Are African children our last hope to save us from demographic decline?

In 2010, I asked the following question on one of my blogs:Can rapid population growth contribute to economic development? It quickly became the most read blog in the history of the World Bank as it was part of a wider controversy. At that time, most people still believed that the world had an “overpopulation problem” and adhered to one version or another of Malthus’ theorem or Paul Ehrlich’s “population bomb” theory. However, several people, including Hans Rosling, Shanta Devarajan, and I saw a very different story emerging from the data.

In our view, the “overpopulation camp” misinterpreted the effects of population growth because it misinterpreted the sources of that growth. Today, the main driver of population growth is not high birth rates (as in the past), but increased life expectancy, especially in emerging market regions. So population growthbased on “Adult Filling”, as Hans Rosling called itis not a sign of underdevelopment, but just the opposite.

Skeptics were also wrong in assuming that an increase in the number of adults would lead to an increase in unemployment, assuming that more people compete for a small number of existing jobs. However, this “Cake misconception fixed” does not take into account economies of scale and labor market performance. Let’s illustrate this point by looking at South Africa and Japan. Both countries have almost the same number of children (aged 0-14): Japan has about 15 million and South Africa about 17 million.. However, although in Japan 1ten million adults (aged 15+) compared to South Africa’s 43 million, South Africa’s unemployment rate is ten times higher (30 percent) than Japan’s (3 percent). Clearly, there is an unemployment problem in South Africa, but it is not demographically driven (see Figure 1).

Figure 1. Demographics and jobs: the story of two countries

Figure 1. Demographics and jobs: the story of two countries

Source: World Bank (2021), World Development Indicators, World Data Lab (2022) World Data Pro; International Labor, work Organization. (2020). ILOSTAT database [country profiles].

Today, if someone benefits from a demographic problem, these are advanced economies where opinion makers like to Elon Musk fears that we will soon face a shortage of skilled workers and ultimately risk the survival of our species. The rapid decline in fertility almost everywhere means global number of children (ageWith 0-14) reduction expectedjust below 2 bmillion today around 1.8 bmillion by 2050. The total number of children in Asia is projected to fall by 220 mmillion (from 1076 bmillion up to 855 mmillion). The rest of the world will also have 40 mmillion fewer children (down from 353 mmillion up to 312 mmillion). The only exception is Africa, which will add about 100 people. mmillion children (from 550 mmillion up to 650 mmillion) to the population of the world by 2050. Indeed, throughout Africa, the number of children is still increasing by relatively modest 1 percent in yearcompared to a staggering 2.7 percent “Adult Growth”as a result, the total population growth was 2 percent. If Africa went the way Rbest of andworld from 2000 there will be about 250 mmillion Fewer children in the world by 2050 Ffigure 2). Then the world would be a home only for near 1.5 bmillion children (25 percent decline since 2000), which would cause much more anxiety among those concerned about “Depopulation” or aboutfrom the planet.

Figure 2. Children of the world: decline in Asia, rise in Africa

Figure 2. Children of the world: decline in Asia, rise in Africa

Source: Projections based on data from the Wittgenstein Center for Demography and Global Human Capital (2018). Wittgenstein Center Data Explorer Version 2.0.
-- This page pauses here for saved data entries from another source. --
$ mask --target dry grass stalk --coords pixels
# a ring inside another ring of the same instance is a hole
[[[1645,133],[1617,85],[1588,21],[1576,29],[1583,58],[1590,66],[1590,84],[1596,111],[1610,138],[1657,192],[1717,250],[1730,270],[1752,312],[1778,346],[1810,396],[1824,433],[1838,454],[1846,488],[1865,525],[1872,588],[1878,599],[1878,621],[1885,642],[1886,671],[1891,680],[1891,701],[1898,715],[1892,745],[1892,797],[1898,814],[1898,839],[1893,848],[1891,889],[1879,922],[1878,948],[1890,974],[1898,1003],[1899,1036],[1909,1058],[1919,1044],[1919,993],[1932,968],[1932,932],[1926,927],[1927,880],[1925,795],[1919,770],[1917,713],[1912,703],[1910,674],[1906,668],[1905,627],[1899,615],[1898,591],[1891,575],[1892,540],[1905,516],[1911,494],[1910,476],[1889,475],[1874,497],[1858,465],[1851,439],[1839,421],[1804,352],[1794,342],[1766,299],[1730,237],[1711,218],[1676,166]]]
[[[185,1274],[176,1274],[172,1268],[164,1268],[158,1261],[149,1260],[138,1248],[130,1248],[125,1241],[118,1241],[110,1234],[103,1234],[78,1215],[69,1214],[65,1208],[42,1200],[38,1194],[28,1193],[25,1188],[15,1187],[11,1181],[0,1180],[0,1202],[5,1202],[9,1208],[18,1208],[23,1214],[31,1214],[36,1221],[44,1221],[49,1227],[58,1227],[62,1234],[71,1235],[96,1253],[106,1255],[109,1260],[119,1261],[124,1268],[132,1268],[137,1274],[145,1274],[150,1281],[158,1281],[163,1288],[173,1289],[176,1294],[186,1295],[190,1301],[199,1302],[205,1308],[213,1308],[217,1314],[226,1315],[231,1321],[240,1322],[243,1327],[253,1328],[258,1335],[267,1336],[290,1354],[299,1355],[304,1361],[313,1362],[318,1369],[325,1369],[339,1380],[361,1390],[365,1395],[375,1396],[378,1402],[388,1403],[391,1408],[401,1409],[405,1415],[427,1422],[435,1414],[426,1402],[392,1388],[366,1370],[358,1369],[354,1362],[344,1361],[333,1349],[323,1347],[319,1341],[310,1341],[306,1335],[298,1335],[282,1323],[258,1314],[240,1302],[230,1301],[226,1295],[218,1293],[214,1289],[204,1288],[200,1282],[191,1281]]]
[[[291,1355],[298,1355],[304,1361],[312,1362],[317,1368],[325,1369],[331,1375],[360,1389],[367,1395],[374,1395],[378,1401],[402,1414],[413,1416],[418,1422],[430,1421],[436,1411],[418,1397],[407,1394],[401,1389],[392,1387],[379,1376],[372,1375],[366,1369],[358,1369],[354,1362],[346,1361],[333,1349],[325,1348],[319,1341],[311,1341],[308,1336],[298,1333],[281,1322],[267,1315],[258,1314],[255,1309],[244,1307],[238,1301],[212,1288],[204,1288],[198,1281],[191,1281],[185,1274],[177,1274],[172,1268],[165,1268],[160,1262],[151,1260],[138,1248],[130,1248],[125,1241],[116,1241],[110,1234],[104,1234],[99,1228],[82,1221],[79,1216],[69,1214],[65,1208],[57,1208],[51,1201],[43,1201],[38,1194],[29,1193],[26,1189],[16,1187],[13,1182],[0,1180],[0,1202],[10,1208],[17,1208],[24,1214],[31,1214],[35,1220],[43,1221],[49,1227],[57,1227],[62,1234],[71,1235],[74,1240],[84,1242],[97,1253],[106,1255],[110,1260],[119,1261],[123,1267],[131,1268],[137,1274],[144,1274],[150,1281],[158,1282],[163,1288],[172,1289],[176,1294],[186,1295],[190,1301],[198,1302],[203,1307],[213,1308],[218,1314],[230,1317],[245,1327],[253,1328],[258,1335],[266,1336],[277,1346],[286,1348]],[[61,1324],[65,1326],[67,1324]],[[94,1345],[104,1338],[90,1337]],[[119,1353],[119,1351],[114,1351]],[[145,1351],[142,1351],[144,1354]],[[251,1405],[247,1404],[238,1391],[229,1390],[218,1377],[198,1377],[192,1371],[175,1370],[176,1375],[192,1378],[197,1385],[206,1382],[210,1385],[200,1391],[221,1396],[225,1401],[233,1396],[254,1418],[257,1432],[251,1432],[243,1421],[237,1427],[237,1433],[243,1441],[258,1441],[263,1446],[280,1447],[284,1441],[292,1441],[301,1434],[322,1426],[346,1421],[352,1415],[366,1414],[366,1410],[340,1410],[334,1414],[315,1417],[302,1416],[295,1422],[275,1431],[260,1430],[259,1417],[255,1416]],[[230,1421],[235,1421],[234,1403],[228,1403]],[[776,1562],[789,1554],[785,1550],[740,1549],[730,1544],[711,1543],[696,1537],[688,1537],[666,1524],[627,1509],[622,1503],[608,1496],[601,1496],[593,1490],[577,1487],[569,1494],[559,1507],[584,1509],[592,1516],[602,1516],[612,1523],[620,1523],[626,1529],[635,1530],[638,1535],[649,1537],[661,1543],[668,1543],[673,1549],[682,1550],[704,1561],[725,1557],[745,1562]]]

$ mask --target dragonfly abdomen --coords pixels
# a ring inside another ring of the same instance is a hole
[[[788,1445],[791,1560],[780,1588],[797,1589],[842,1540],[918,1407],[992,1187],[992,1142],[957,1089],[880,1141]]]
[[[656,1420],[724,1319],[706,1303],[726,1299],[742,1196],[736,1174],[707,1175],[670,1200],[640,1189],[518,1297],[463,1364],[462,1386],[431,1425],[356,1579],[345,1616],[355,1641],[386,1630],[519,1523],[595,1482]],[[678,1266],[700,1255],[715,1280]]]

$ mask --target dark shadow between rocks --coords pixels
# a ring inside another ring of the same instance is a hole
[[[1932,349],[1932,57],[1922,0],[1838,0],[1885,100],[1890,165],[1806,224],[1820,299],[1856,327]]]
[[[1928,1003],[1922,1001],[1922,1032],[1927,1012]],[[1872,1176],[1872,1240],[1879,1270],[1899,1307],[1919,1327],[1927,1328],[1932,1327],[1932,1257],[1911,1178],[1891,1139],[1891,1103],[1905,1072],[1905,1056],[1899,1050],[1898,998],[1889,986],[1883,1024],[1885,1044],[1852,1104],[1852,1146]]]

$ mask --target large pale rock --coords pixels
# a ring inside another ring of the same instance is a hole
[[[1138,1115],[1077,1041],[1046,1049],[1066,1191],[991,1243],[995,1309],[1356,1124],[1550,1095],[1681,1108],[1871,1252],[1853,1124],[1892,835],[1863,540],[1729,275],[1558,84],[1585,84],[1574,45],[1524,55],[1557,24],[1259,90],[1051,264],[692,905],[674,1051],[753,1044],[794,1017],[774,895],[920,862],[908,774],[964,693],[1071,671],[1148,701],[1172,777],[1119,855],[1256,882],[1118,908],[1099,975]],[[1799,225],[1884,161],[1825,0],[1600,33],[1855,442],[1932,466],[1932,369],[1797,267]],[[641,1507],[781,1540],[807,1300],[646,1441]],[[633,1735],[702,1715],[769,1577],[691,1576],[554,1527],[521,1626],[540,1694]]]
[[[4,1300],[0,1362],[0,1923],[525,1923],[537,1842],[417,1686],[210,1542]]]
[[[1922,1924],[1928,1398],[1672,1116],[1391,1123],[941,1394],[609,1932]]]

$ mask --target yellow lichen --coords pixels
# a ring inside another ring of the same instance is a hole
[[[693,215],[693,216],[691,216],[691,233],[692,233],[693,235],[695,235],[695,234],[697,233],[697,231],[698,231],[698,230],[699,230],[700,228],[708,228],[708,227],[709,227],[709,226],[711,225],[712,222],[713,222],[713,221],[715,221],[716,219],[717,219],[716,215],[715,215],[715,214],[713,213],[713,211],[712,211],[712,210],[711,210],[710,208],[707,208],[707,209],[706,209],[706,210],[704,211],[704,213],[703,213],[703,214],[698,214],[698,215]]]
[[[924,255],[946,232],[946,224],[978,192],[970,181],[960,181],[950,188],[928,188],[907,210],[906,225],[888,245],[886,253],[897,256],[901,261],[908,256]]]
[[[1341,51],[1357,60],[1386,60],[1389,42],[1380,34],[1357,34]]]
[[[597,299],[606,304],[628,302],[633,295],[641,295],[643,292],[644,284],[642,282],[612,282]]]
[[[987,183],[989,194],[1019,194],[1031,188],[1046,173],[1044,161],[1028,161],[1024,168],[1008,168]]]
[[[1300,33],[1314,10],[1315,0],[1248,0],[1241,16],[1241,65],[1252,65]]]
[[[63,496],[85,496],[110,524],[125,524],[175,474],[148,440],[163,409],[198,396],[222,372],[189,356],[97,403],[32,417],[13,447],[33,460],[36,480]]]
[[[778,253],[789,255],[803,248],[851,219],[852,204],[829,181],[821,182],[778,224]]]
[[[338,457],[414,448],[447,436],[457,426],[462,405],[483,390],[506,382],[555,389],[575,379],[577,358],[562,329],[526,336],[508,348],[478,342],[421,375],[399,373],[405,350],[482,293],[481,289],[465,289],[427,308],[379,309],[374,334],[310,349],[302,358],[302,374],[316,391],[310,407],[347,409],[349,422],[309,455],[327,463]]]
With improved health and sanitation, African population growth will be even higher short and medium term. I think it’s good, because this population growth is driven by adults. African economies could benefit from educational dividend because a larger group of parents is investing more (resources and attention) in a smaller number of children. In turn, since African children “skills up” and gain access to digital value chains, they will find opportunities to work in traded services. In the optimistic scenario, this educational dividend will eventually lead to jobs dividend. If that happens, the projected global demographic imbalance could be an opportunity for Africa. Firms in need for talent will find French and English speakers in just one click. Investing in Africa will help both development and bottom line.